At InRev, we are always pushing the boundaries to bring intelligence to our systems and products. Simplify360 is obviously one of our best enterprise application doing just that. In addition to integration with multiple third party application’s API’s, major portion of our time in spent on crunching those raw data with sharp algorithms to bring insights out of it.
So let me share the basics of intelligence behind some of our analytical engines. The algorithm used by Simplify360’s automatic classifier is developed in house by the team.
Sentiment Classifier
The sentiment classifier is based on the textual analysis using unigram (single word) and bigram (word pair) features and calculate the overall sentiment using the algorithms – SVM, Maximum Entropy and Naive Bayes.
If all three algorithms agree on a common sentiment (i.e. either all positive or all negative), then the system classifies with corresponding sentiment (positive/negative). The accuracy we observe is greater than 75%.
Gender and Age Classifier
The Gender classification is based on a hybrid method. The first method maps the name to the internal database and classifies the gender.

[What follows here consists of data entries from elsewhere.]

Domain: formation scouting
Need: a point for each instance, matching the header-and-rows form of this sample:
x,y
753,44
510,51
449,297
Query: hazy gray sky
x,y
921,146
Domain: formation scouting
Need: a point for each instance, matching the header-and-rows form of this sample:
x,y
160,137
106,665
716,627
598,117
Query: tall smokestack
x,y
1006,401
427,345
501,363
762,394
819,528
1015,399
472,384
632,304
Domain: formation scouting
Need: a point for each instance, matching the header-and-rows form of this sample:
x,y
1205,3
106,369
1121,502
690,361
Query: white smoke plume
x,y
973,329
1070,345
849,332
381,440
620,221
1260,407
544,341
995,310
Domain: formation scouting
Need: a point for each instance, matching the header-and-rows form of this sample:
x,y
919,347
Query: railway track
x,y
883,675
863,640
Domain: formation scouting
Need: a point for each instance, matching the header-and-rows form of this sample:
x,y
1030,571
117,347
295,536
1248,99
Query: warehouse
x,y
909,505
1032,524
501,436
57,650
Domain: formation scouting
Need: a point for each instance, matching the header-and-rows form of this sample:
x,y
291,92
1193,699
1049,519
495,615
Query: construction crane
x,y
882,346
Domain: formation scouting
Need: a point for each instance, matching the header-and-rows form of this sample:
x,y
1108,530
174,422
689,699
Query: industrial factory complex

The second method is based on basic heuristics to predict whether the name belongs to male or female. An example is that the names ending with a consonant is 80% male. If there is no indication of user’s names (like in blogs), the system uses textual analysis to determine gender.
Textual analysis is used to determine age group. There are certain features which are specific to a certain age group. Example, teenagers use a lot of short forms as well as words like school, teacher,homework etc., mid-age groups use children, marriage etc. Our classifier works relying on these features.
Accuracy is about 60% for age and 70% for gender analysis. We are still working to improve the model.
Brand Influencer
In addition to klout score, which is a third party API (only for volume based systems), the system calculates a score based on various parameters of the profile. Currently, the system only classifies the influence of the Twitter Profile. The system considers the age of account, number of tweets made, the follower/following ration, and the retweets received etc.